Кроме скупого приветствия Пётр не сказал мне ни слова, избегая даже смотреть на меня. А мне казалось тогда, что грохот сердца в моей груди слышен и следователю, и причине этого стука, Петру. Но волнение, похоже, испытывала я одна.
По версии следствия, нас с Петром пытались убить, повредив лифт. Я была шокирована такой информацией, совершенно не понимала, кто мог это сделать.
А Пётр, похоже, знал. Меня опросили и отпустили, а мой бывший начальник остался давать показания дальше.

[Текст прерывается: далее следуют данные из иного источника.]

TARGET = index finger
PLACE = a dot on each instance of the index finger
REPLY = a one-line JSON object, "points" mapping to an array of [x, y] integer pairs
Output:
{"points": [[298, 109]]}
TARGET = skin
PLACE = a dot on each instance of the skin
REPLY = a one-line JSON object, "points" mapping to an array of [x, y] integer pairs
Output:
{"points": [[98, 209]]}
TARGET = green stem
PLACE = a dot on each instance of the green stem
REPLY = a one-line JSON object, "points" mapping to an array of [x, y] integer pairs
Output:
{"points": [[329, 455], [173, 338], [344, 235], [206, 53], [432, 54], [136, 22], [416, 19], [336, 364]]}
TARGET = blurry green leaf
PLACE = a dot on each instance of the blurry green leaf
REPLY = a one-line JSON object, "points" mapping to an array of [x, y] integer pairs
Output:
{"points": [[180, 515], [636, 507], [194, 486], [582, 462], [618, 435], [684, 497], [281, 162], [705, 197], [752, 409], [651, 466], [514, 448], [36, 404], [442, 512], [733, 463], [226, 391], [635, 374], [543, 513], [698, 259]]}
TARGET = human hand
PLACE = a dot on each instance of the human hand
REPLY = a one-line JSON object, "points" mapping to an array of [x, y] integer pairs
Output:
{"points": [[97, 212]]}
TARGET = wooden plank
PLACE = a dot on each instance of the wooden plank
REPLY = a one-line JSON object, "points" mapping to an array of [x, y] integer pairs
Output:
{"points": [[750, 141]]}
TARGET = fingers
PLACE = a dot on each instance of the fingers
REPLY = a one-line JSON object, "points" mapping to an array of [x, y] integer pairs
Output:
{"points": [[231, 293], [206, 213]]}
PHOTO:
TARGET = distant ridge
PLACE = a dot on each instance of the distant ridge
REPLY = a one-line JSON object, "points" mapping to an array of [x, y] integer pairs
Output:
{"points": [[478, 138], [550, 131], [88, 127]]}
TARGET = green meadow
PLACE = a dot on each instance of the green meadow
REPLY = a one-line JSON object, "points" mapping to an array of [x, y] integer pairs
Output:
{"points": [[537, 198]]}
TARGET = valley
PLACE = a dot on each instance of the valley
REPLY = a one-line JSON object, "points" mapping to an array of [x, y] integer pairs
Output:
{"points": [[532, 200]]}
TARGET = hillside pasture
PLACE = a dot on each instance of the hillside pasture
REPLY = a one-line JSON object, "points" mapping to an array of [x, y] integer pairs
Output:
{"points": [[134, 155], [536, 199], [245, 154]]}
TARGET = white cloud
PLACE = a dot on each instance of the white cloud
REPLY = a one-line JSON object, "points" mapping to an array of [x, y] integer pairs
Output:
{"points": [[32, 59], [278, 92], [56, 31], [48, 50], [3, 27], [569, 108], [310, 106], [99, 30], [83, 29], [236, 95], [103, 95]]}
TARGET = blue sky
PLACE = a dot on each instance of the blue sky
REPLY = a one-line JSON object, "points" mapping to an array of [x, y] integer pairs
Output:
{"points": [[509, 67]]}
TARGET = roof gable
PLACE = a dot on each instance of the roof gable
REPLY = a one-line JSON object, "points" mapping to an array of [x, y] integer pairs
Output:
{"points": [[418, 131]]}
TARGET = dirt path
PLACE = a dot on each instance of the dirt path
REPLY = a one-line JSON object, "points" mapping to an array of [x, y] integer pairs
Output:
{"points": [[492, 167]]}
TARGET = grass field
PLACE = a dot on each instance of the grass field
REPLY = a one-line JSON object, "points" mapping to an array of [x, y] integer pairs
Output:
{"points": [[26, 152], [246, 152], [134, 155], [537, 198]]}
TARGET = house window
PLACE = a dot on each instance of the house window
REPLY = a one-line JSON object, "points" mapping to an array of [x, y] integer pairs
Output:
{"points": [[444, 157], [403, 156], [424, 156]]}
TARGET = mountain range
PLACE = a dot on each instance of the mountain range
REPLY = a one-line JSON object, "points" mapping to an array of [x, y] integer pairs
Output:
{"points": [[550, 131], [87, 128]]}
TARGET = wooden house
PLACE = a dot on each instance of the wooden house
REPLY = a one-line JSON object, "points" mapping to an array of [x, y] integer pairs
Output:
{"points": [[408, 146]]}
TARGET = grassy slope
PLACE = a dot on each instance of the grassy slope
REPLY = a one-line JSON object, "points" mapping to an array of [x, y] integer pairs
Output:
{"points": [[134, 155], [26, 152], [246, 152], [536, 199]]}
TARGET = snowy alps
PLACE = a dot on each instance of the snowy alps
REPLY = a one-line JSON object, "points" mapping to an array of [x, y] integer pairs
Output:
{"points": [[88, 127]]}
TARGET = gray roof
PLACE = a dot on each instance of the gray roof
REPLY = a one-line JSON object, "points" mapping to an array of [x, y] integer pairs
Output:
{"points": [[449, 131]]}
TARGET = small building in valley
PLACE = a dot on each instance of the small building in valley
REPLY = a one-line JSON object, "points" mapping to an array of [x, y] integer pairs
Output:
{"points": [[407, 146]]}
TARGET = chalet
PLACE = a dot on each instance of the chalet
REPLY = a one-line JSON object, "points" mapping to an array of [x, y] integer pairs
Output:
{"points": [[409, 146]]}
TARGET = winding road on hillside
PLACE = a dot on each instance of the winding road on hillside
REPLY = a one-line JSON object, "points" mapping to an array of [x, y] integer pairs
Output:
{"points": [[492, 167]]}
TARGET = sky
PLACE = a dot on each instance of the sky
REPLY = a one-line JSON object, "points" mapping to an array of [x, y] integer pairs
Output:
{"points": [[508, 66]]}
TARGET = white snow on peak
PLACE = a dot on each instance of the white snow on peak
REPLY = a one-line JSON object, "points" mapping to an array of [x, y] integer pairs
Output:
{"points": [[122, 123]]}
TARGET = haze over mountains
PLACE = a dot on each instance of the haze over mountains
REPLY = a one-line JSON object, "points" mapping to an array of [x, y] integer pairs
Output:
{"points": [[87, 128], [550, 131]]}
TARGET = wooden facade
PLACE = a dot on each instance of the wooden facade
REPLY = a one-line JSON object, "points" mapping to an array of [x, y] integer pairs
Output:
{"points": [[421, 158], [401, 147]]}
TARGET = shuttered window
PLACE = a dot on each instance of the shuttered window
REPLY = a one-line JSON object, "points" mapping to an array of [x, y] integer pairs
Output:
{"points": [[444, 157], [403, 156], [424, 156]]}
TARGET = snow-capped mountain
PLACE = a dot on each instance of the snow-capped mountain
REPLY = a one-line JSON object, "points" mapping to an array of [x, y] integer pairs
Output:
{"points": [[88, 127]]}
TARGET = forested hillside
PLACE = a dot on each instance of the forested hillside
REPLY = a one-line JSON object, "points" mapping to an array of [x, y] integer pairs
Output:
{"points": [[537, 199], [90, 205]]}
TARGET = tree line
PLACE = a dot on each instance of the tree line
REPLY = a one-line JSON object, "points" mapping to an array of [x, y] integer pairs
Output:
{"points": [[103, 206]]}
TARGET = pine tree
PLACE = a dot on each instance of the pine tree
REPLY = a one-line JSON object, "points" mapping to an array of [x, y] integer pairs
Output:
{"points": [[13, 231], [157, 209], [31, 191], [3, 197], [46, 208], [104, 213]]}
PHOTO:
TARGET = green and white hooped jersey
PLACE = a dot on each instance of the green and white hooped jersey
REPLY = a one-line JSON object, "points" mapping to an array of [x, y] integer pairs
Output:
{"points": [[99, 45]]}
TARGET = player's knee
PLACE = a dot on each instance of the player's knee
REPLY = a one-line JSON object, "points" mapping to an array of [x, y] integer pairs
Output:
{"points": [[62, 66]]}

Позже я узнала, что не обошлось без обиженной женщины. Сотрудница фирмы Петровского, пыталась отомстить за безразличие к себе. Подробности мне неизвестны, но девушка явно была очень оскорблена и сердита, если решилась на убийство.
Не знаю, были ли отношения между Петром и этой дамой, но не удивлюсь, что были. Пётр умеет обдать безразличием, когда человек ему больше не интересен. Это я испытала на себе.
А второй раз я столкнулась с Петровским в доме знакомых отца, куда нас пригласили на день рождения. Пётр тоже был среди гостей. И он пришел не один. Под руку с ним была стройная высокая блондинка, надо признать, очень приятная на вид.
Она весь вечер скромно молчала и только изредка что-то негромко говорила Петру, который выглядел так, словно у него трёхдневный запор. Взгляд хмурый, губы сжаты, сам весь напряжен.
Как назло, я сидела за столом прямо напротив моего бывшего начальника, который делал вид, что я пустое место. Именно в тот момент я поняла, что значит выражение «сердце разбито».
Ни слова мне, ни вопроса о моем самочувствии, ни простого приветствия, удостоилась просто кивка головой и всё. А мне хотелось провалится от стыда за свои щеки, горящие огнём, за невозможность нормально вздохнуть из-за присутствия рядом этого невыносимо притягательного мужчины, который никогда не был моим, но моё сердце считает иначе.